Sources close to the investigation said Monday that FBI agents handed Barlow a subpoena two weeks ago when they raided his home seeking records of business dealings between the two men in 2015 and 2016. Henley was associated with a company called RMH Development.
So far, Henley remains a mystery.
It is unclear whether Henley is his real name, and the name does not show up in city business or state licensing records online. It also does not appear in Barlow’s latest campaign reports.
FBI agents, working with Las Vegas police intelligence detectives, subpoenaed records of Barlow’s dealings with other people, including Roxann McCoy, the president of the local NAACP chapter, the sources said.
One of the sources said investigators are attempting to determine whether Barlow, who represents the city’s Ward 5, paid thousands of dollars in campaign funds to McCoy and her company, Aspire Consulting Group LLC, in 2015 in return for possible kickbacks.
Barlow’s 2015 campaign reports show roughly $30,000 in consulting expenses to McCoy and Aspire Consulting, which was incorporated in September 2011.
McCoy, who is listed on state records as the company’s only officer, did not return phone calls Monday.
Barlow acknowledged last week that he was under investigation, and his lawyer, Richard Wright, told the Review-Journal that FBI agents were looking at his campaign contributions.
According to Wright, the FBI and federal prosecutors were investigating possible violations of a federal “honest services” law, as well as wire fraud and mail fraud — mostly in connection with Barlow’s 2015 campaign.

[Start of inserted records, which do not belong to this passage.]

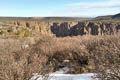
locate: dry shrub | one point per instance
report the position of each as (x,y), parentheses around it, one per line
(105,53)
(81,54)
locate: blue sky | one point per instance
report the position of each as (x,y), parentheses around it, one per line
(70,8)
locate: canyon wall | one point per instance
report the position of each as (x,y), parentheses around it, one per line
(59,29)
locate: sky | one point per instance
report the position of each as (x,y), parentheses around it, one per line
(59,8)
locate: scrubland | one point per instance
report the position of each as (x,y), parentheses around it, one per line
(82,54)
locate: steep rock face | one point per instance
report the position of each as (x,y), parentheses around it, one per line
(60,29)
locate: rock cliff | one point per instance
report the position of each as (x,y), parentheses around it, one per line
(59,29)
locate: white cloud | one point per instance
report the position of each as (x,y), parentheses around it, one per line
(104,4)
(91,9)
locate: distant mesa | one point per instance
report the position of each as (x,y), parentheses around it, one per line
(108,17)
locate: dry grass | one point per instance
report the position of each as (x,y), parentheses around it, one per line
(50,53)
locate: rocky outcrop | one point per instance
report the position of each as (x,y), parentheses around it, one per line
(59,29)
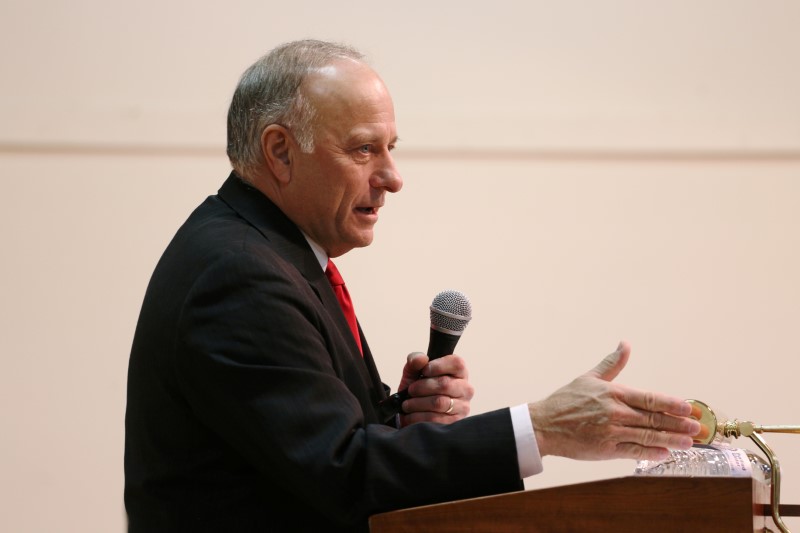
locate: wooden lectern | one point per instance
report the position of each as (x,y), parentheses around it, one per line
(628,504)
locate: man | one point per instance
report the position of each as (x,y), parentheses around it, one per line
(252,402)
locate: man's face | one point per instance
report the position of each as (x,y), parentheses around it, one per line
(335,192)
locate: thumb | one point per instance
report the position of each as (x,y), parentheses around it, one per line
(415,362)
(610,367)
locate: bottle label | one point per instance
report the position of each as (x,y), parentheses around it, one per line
(739,462)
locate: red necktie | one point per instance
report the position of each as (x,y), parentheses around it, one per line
(345,302)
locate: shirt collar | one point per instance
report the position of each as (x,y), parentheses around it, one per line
(319,253)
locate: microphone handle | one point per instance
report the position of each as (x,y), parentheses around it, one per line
(439,345)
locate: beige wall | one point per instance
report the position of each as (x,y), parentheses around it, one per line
(584,171)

Wright said last week that Barlow “doesn’t believe he’s done anything wrong.”
Both Wright and an FBI spokesman declined to comment Monday on the investigation, which a source said also was focusing on cash Barlow is alleged to have received over the past year for performing official acts.
FBI agents obtained secret video and audio recordings of Barlow during the undercover investigation, the source added.
The honest services law has been used by the government to prosecute corrupt officials in both the public and private sectors.
Federal prosecutors in Las Vegas used the statute in 2003 in a case charging four Clark County commissioners with taking bribes from strip club operator Michael Galardi.
All four commissioners and Galardi ended up being convicted.
The law makes it a crime to use the mail or telephone to further any “scheme or artifice to defraud,” including a “scheme or artifice to deprive another of the intangible right of honest services.”
In 2010, the U.S. Supreme Court placed limits on the law, allowing prosecutors to use it only in cases where evidence shows that defendants accepted bribes or kickbacks.
Barlow, who was first elected to the City Council in 2007, learned two weeks ago during the raid at his home that the FBI’s public corruption squad in Las Vegas was heading the investigation, sources said.
The raid ended Henley’s covert activities and the undercover phase of the investigation. His whereabouts are unknown.
City of Las Vegas employees were interviewed by agents last week, and the city received a records request from the FBI.